Keywords - Quick response distribution, collaboration
task management, agricultural products e-commerce
I. INTRODUCTION
Prior to the 1980s, the central problem in enterprise
management is to handle partnerships with suppliers, and
reduce cost and improve quality. But in today's fast
changing market, the central task has become innovation,
flexibility and speed[1]. Modern APEL becomes more
time stringent, the quick response task collaboration
management of agricultural products distribution reflects
the integrated competition ability of system about speed,
flexibility and service and so on by taking time as the
core. Distribution task often shows a large scale frequent
mobile service, such as position dynamic mobile,
environment complex and changeful, relative time
pressing, task interdependence and multiparticipants[2].
These characteristics make distribution task management
face enormous challenges on response ability in
time-based competition, which may affect the efficiency
of agricultural products e-commerce and its
competitiveness. Combined with quick response idea
based on time-based competition in this paper, the
distribution task management model on collaborative
distribution chain was planned. It also measured the
collaboration management flexibility and adaptability of
distribution task through the time sensitivity marker.
II. COLLABORTATION MODEL ON QUICK
RESPONSE DISTRIBUTION TASK MANAGEMENT
IN APEL
In recent years, agricultural products e-commerce
has demand more and more for logistics distribution. It
not only requires the guarantee for quality, service,
function and low cost in agricultural products distribution
but also concerns more about flexibility and timeliness
requirements. E-commerce can carry out dynamic
management of inter-regional and cross-time demands[3].

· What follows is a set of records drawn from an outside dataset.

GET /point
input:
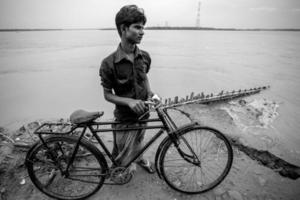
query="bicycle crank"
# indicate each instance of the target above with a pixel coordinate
(120, 175)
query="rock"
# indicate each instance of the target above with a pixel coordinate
(2, 129)
(242, 102)
(262, 181)
(219, 191)
(235, 195)
(22, 129)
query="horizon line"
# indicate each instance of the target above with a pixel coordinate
(153, 28)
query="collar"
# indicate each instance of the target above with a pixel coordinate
(120, 53)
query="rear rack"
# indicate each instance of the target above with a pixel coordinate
(55, 128)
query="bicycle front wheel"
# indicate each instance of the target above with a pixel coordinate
(46, 165)
(214, 157)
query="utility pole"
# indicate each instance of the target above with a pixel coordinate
(198, 16)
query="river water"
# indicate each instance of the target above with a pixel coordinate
(49, 74)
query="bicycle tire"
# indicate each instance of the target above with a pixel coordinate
(48, 178)
(174, 168)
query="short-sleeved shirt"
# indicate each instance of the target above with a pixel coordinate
(126, 78)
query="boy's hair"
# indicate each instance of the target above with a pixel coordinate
(128, 15)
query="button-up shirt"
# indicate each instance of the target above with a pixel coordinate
(126, 78)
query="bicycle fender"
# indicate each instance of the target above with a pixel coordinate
(157, 155)
(165, 140)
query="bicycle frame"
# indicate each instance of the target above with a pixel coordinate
(167, 125)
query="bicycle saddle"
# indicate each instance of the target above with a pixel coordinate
(82, 116)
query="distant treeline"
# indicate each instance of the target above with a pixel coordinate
(156, 28)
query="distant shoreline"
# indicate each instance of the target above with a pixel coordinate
(155, 28)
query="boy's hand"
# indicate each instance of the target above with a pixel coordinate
(138, 106)
(156, 98)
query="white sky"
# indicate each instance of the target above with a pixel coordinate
(101, 13)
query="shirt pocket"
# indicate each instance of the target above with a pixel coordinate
(141, 72)
(123, 73)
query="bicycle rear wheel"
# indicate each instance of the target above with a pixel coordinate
(213, 151)
(46, 165)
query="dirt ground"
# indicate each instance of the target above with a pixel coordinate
(247, 179)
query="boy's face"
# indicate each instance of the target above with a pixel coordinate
(134, 33)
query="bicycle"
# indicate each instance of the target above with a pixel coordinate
(66, 165)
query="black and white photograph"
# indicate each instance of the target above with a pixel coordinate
(149, 100)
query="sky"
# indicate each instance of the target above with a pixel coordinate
(101, 13)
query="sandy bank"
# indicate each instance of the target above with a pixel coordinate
(248, 178)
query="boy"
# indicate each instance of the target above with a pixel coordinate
(125, 84)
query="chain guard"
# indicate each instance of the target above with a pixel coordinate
(120, 175)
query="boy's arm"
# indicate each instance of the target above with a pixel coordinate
(138, 106)
(149, 92)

But as a business & matter combination in the last
logistics part, the distribution operation management
efficiency and its cost become bottleneck in APEL
development. Therefore, how to collaborative manage
diverse, complex, pressing and many subjects’
distribution task, and regulate its distribution business,
then improve the distribution quick response ability
become the urgent need of APEL.
A. Collaboration Management Model
The quick response distribution task collaborative
management in APEL takes time management as the
core. They make decision on distribution task allocation
and location by time sensitivity marker that linking
distribution lead time, distribution task calibration and its
business driven framework.
The collaboration
management model of distribution task is mainly
composed of five parts, as shown in Fig.1.

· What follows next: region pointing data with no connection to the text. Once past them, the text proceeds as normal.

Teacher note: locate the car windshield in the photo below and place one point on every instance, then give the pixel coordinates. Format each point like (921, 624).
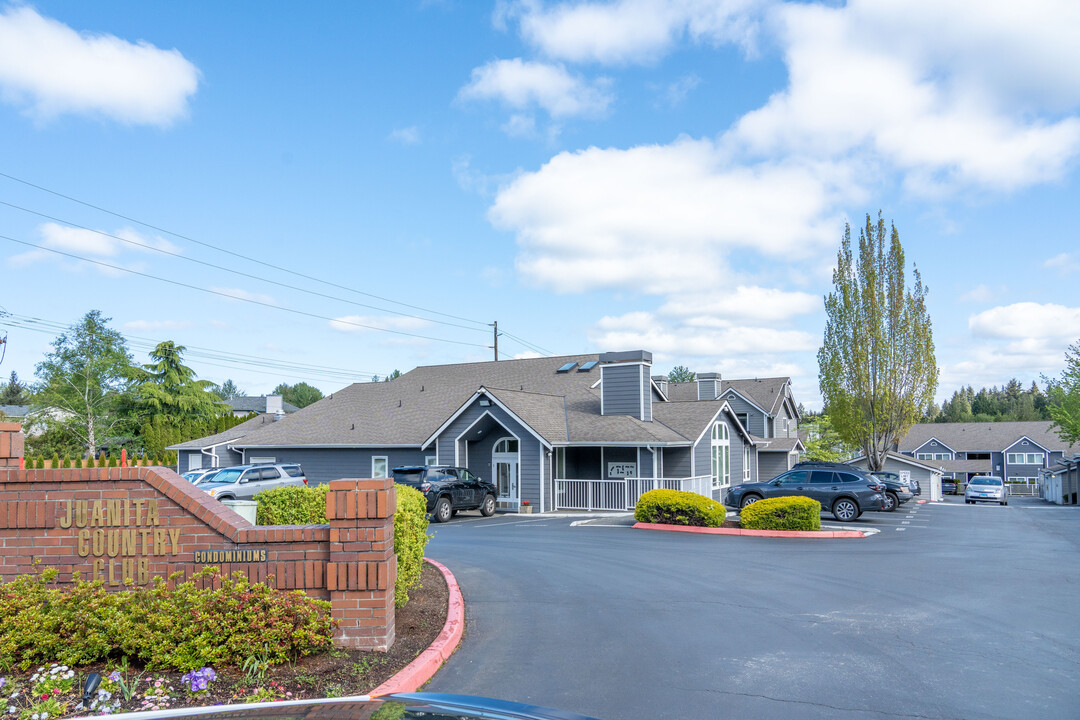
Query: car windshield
(986, 480)
(228, 475)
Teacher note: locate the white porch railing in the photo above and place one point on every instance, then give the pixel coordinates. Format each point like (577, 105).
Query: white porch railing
(621, 494)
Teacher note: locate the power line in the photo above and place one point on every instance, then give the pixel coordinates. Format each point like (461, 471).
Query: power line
(234, 254)
(233, 271)
(233, 297)
(268, 366)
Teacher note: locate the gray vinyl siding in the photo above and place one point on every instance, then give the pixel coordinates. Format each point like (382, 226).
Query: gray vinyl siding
(321, 465)
(770, 464)
(623, 386)
(677, 462)
(755, 420)
(619, 454)
(528, 448)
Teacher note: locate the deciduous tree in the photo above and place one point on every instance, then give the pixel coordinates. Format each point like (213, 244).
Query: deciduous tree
(877, 369)
(83, 381)
(1064, 396)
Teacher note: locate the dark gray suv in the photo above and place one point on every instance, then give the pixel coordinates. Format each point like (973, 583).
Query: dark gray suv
(847, 492)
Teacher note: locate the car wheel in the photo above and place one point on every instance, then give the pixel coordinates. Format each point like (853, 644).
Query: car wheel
(443, 510)
(845, 510)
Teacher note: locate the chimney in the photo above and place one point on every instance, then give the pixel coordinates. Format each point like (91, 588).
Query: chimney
(274, 405)
(624, 384)
(709, 385)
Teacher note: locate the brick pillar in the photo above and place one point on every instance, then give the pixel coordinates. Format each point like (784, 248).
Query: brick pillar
(362, 567)
(11, 444)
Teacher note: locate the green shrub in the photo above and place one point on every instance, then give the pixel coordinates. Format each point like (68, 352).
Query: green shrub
(782, 514)
(292, 505)
(184, 627)
(410, 538)
(679, 507)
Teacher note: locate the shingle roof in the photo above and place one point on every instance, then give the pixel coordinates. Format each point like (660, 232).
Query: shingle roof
(982, 436)
(408, 409)
(256, 404)
(233, 433)
(767, 393)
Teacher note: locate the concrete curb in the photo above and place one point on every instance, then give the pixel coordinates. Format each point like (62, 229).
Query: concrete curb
(752, 533)
(416, 674)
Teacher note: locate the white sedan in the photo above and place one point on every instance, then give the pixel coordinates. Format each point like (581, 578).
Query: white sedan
(985, 488)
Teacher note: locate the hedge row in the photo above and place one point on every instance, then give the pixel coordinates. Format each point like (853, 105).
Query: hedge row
(184, 627)
(679, 507)
(790, 513)
(307, 505)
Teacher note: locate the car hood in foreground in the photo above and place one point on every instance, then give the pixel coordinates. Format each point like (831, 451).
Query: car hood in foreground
(403, 706)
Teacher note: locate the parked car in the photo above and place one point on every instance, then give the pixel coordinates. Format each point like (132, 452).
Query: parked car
(986, 488)
(841, 489)
(199, 476)
(245, 481)
(448, 489)
(896, 490)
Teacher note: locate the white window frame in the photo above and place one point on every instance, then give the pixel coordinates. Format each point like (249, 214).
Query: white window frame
(719, 446)
(386, 466)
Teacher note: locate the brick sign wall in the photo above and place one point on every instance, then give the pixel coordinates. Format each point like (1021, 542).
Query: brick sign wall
(131, 525)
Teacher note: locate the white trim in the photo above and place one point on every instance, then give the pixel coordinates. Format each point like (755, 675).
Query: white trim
(499, 404)
(1025, 437)
(934, 439)
(386, 460)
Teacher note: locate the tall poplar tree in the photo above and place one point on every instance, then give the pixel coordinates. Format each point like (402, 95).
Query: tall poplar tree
(877, 369)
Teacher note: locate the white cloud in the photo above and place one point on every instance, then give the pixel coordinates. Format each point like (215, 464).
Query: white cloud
(629, 31)
(369, 323)
(659, 218)
(154, 325)
(408, 135)
(1066, 263)
(244, 295)
(99, 245)
(914, 84)
(1026, 321)
(50, 69)
(525, 85)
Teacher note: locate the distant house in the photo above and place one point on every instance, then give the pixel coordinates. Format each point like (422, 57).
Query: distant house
(574, 432)
(259, 404)
(214, 451)
(1014, 451)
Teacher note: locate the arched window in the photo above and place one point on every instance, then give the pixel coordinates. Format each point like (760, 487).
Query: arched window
(721, 456)
(505, 445)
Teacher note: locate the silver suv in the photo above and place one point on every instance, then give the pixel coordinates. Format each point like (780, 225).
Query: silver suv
(244, 481)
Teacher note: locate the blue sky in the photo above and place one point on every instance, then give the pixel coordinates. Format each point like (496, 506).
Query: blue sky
(669, 176)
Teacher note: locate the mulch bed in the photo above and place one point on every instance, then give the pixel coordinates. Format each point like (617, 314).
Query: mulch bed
(335, 674)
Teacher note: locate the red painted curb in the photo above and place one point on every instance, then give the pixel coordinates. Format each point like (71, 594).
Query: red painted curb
(413, 676)
(754, 533)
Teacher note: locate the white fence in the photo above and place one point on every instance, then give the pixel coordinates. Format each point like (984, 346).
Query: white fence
(621, 494)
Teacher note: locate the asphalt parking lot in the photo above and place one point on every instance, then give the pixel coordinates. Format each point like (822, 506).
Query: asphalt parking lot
(957, 611)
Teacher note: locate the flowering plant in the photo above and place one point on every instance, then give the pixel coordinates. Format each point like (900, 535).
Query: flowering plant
(199, 680)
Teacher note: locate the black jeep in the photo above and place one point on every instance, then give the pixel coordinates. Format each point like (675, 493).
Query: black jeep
(448, 489)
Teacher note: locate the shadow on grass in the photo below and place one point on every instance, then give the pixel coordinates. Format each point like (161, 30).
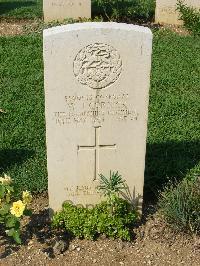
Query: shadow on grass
(6, 7)
(124, 10)
(9, 157)
(168, 161)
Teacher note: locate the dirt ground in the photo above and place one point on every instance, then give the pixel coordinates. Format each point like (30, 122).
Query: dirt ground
(154, 244)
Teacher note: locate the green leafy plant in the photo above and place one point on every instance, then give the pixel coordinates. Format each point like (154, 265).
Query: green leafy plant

Fig. 1. Collaboration model on quick response distribution task management
1) Driving Framework of Distribution Business
This module is the collaboration management center
of distribution task, but also the interface of APEL
platform. It docks distribution task (Tj) and demand (Dj)
in e-commerce by the time sensitivity index (It). In
accordance with the rules of business driven, it
coordinates the information flow, material flow, capital
flow and business flow from the external system. On the
other hand, the scheduling window (Wj) of distribution
task is excavated from the internal APEL platform.
Business driven framework provides two driving ways,
i.e. time driving and value driving. Thus, the quick
response distribution task is divided into rigid response
and flexible response. Among them, the rigid quick
response emphasizes absolute importance of time, such as
quick response distribution of agricultural products
emergency logistics system; the flexible quick response
emphasizes value maximization. It takes time as center,
such as most commercial logistics quick response system.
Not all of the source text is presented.